Duties of the Media Mode Application

The media mode application that receives a call as a handoff target first checks the bit flags of dwMediaMode in LINECALLINFO. If only a single media mode flag is set, the call is officially of that media mode, and the application can act accordingly.

If the UNKNOWN and other media mode flags are set, the media mode of the call is officially UNKNOWN, but is assumed to be one of the media modes for which a flag is set in LINECALLINFO. The application should now probe for the highest priority media mode.

If more than one bit is set in LINECALLINFO and the call has not been answered, the application must perform a lineAnswer to continue probing. If the call has already been answered, the application can continue probing without having to first answer the call.

If the probe succeeds (either for the highest-priority media mode or for another one), the application should set dwMediaMode in LINECALLINFO to the single media mode that was recognized. If the actual media mode is this expected media mode, the application can act accordingly. Otherwise—if it makes a determination of another media mode—it must first attempt to hand off the call in case it is not the highest priority application for the detected media mode.

If the probe fails, the application should clear the flag for that media mode in dwMediaMode in LINECALLINFO, and hand the call off to the unknown application. It should also deallocate its call handle or revert back to monitoring the call. At this point, the fate of the call is determined by the steps described in An Unknown Application Is Running, depending on whether or not an unknown application is active.

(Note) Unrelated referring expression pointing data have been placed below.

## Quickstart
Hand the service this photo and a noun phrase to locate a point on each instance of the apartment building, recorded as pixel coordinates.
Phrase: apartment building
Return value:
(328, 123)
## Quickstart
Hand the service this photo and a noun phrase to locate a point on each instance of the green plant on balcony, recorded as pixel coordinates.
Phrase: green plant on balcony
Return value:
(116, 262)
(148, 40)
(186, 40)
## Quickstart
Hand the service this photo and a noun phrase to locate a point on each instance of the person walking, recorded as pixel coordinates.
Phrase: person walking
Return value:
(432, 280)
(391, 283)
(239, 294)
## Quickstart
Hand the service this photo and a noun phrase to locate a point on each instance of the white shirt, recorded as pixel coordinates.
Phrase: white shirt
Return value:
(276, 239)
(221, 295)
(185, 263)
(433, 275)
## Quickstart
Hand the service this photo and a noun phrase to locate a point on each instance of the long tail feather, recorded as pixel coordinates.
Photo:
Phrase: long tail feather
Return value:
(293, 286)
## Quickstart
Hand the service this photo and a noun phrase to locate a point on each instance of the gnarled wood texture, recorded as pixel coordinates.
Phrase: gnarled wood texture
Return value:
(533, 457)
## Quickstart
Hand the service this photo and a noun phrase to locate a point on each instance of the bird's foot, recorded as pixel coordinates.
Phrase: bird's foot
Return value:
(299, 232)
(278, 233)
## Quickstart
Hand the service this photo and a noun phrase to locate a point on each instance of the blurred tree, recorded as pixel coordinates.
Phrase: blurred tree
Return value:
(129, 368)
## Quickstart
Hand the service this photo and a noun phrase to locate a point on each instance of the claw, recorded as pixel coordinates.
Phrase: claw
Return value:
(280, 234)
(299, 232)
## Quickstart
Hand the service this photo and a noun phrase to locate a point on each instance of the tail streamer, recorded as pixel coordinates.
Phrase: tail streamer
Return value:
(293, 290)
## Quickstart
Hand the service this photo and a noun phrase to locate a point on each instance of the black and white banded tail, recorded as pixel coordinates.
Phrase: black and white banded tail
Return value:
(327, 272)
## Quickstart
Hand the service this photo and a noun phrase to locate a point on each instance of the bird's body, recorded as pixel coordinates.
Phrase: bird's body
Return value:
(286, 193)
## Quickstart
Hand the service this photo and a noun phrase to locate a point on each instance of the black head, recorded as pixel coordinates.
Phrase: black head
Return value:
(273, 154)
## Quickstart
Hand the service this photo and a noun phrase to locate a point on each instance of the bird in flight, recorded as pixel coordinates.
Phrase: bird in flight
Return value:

If the attempt to hand off the call to the UNKNOWN application fails, this means that no unknown application is running. It is then the responsibility of the application that currently owns the call to attempt to hand it off to the next-highest-priority media mode (while leaving the UNKNOWN bit turned on in dwMediaMode in LINECALLINFO). If that handoff fails, the application should turn off that media bit, and attempt the next higher-priority bit, until the handoff succeeds or all of the bits are off except for the UNKNOWN bit.

If none of the media modes were determined to be the actual one, only the UNKNOWN flag will remain set in dwMediaMode in LINECALLINFO at the time the media application attempts to hand the call off to UNKNOWN. The final lineHandoff invocation will fail if the application is the only remaining owner of the call. This failure informs the application that it should drop the call and then deallocate the call's handle. At this point, the call is abandoned.